Да, а на Поншартрен-то ты часто рыбачил? Отец тебя на рыбалку брал? Поншартрен, Поншартрен… красивое название, правда? Вот бы на дождь над озером Поншартрен посмотреть! Знаешь, какой звук самый романтичный на свете? Шум дождя над спокойным озером. Теплого весеннего дождя. В детстве на меня дождь за окном действовал лучше любого гипноза. Сяду на подоконник, и… Отчим не раз удивлялся, как просто меня в транс погрузить. А ты каким в детстве был? И когда решил поменять имя?
Как думаешь, может, и мне имя сменить? Давай, ты мне новое выберешь? И будешь звать меня как захочешь?
— Так я уже выбрал, — ответил Джуд.
— А, да. Да, верно. Выбрал. Ну, значит, отныне я — Флорида. А Анна Макдермотт для меня мертва. Мертва. Умерла, и с концами. И ладно. Все равно она мне не нравилась никогда. Лучше я Флоридой буду. А ты по Луизиане скучаешь? Забавно: мы ведь с тобой жили всего в четырех часах езды друг от друга! Вполне могли б пересечься случайно. Как думаешь, могли мы оказаться в одном месте в одно и то же время и сами того не знать? Нет, вряд ли. Ты же свалил из Луизианы еще до моего рождения.
Эта ее привычка порой умиляла, порой же — бесила до умоисступления. А иногда и бесила, и умиляла одновременно.
— Тебе без этого трепа совсем никак? — спросил ее Джуд первой же ночью, проведенной с нею в одной постели (шел третий час утра, и допрос продолжался уже час с лишним). — Может, ты и маму в детстве с ума сводила расспросами: «Почему небо синее? Почему Земля на Солнце не падает? А что с нами происходит, когда мы умираем?»
— А правда, как по-твоему, что с нами происходит, когда мы умираем? — спросила Анна в ответ. — Ты призраков когда-нибудь видел? Мой отчим видел. Во Вьетнаме. Рассказывал, что там вся страна духами нашпигована.
К тому времени Джуд успел узнать, что отчим Анны — не только гипнотизер, на пару с ее старшей сестрой, также гипнотизершей, практикующий дома, в Тестаменте, штат Флорида, но и лозоходец. Больше он о ее родных не знал почти ничего и в расспросы на их счет не вдавался — ни в ту ночь, ни позже, довольствуясь тем, что захотелось рассказать ей самой.
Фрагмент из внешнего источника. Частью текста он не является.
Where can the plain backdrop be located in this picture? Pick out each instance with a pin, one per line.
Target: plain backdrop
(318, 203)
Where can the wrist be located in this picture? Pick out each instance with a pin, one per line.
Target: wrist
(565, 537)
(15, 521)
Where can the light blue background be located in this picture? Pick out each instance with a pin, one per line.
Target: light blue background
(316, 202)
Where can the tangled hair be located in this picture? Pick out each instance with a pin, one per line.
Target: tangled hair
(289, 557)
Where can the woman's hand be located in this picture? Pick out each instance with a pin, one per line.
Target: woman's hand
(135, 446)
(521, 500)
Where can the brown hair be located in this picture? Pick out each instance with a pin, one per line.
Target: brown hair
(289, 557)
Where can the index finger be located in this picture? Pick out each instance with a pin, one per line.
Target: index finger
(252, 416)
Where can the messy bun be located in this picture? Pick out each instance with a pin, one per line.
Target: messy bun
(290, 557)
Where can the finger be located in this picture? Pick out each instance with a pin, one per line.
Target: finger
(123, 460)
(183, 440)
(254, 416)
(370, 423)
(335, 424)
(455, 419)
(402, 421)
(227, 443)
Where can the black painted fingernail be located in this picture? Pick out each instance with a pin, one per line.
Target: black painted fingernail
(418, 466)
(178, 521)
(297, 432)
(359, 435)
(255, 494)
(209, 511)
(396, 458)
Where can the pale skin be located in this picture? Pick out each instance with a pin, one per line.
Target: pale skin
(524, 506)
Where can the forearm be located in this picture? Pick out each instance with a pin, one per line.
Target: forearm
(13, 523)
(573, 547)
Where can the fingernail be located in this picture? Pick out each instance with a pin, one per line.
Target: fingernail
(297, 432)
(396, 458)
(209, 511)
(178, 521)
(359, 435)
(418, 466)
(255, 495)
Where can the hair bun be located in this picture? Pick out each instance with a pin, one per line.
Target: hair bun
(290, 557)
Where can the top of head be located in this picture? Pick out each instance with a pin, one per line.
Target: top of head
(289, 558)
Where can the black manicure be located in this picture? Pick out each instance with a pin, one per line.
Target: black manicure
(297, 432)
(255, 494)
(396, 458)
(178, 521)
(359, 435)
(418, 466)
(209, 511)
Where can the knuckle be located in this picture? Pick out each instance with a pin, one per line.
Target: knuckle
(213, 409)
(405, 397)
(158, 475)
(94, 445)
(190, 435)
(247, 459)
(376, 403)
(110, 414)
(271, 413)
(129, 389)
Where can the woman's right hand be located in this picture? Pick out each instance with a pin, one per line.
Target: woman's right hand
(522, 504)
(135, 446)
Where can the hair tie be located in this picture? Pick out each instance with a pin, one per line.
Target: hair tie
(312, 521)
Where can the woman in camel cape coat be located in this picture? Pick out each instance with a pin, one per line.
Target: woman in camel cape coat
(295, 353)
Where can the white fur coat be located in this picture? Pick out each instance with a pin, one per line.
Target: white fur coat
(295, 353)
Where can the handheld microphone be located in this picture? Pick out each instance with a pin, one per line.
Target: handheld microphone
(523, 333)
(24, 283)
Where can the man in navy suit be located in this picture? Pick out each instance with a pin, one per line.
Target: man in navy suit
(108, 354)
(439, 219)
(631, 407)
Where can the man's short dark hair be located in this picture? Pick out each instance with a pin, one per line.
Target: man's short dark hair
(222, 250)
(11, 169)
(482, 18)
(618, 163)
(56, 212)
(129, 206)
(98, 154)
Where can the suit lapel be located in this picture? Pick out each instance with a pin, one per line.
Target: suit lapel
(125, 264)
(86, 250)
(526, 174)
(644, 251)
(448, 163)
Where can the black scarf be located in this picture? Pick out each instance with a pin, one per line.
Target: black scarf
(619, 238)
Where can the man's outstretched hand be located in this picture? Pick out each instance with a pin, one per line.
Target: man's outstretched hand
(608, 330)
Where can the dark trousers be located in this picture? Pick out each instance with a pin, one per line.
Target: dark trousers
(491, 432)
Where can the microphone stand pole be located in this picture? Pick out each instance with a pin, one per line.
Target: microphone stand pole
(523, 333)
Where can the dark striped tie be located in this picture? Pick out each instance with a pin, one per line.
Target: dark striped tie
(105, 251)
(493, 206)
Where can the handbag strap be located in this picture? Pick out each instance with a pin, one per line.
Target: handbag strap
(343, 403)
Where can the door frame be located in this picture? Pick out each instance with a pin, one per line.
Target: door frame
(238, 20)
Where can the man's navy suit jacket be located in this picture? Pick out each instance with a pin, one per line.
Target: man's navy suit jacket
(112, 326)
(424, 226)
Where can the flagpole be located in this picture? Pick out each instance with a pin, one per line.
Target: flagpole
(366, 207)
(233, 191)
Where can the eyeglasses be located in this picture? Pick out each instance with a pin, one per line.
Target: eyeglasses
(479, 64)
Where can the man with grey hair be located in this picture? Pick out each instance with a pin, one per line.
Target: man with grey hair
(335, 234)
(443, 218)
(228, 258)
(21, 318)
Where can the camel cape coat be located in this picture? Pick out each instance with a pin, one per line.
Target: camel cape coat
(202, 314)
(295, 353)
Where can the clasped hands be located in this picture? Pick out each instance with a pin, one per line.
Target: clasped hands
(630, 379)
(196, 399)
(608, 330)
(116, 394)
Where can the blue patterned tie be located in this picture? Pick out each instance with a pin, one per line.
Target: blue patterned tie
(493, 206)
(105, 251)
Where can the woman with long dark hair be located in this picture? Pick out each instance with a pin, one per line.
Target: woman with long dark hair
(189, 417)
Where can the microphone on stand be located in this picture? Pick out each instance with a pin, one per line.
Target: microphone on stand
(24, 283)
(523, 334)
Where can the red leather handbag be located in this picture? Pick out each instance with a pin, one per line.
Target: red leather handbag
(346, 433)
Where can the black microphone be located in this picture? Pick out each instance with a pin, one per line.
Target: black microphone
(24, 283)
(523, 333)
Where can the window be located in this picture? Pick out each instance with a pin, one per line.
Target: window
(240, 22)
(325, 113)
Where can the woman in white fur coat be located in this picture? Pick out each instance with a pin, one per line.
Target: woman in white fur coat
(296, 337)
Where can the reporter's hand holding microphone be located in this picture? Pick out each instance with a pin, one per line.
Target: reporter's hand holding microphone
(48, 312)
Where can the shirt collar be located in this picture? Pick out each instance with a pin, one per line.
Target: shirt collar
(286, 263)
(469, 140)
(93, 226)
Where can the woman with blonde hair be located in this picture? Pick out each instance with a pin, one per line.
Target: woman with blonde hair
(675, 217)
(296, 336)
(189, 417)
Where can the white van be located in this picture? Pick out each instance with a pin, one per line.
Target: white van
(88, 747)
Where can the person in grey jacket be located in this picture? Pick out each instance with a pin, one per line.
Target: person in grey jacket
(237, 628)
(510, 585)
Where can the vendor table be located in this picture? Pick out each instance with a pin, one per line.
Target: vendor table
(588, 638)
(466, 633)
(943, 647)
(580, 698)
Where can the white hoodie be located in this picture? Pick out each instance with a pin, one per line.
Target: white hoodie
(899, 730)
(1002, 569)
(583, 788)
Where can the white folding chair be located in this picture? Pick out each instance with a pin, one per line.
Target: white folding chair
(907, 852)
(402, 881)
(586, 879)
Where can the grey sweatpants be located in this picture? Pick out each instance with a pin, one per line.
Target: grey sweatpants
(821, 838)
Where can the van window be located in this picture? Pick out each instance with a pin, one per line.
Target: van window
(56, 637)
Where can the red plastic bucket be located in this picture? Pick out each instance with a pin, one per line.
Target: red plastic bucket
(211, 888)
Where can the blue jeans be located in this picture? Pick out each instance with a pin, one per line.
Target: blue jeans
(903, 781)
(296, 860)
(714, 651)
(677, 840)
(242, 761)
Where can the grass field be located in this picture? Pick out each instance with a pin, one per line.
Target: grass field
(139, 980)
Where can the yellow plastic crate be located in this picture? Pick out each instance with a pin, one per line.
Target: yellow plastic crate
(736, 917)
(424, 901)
С Анной он познакомился три дня назад, в Нью-Йорк Сити, приехав туда по приглашению Трента Резнора спеть с ним для саундтрека какого-то фильма (очередной легкий заработок), а после задержавшись, чтобы послушать живой концерт Трента в зале «Роузлэнд». Там, за кулисами, к нему и подошла худенькая, невеликого роста девчонка в кожаных, поскрипывавших на ходу штанах, с фиолетовой помадой на губах, крашенная под блондинку, что среди готов — редкость. Для начала она поинтересовалась, не хочется ли Джуду яичного рулета, а после, раздобыв ему порцию, спросила:
— Такая борода разве есть не мешает? Крошки не застревают в ней?
Да-да, начало расспросам было положено почти сразу же после «здрасте».
— Как по-твоему, зачем так много парней — и байкеров, и других вроде них — отращивают бороды? Для грозного вида? Но ведь на самом деле борода в драке не поможет — наоборот, тебя же и подведет.
— И как же борода подведет меня в драке? — спросил Джуд.
Вместо ответа Анна схватила его за бороду и дернула. От резкой боли Джуд подался вперед, наклонился, скрипнул зубами, еле сдержав возмущенный крик, а Анна, отпустив бороду, продолжала:
— Я лично в драке с бородачом сразу бы так и сделала. Само же напрашивается. Так что эти, из «Зи-Зи Топ», мне на один зуб, хоть все трое против меня одной, вот такой вот крошки-дюймовочки. Тем более что деваться им, бедолагам, некуда: побриться-то нельзя! Если они вдруг сбреют бороды, их ни одна живая душа не узнает. И с тобой, если вдуматься, та же беда. Ты с ним в одной лодке. Побреешься, и ты — уже не ты. Когда я маленькой твои клипы смотрела, мне эта борода снилась в кошмарных снах. О, кстати! Тебя же без бороды будет от других, обычных, людей не отличить! Полная анонимность. Ты никогда о таком не задумывался? Надоест тебе постоянное бремя славы — раз, и ты уже в отпуске. Плюс в драке удобнее. Чем не повод побриться?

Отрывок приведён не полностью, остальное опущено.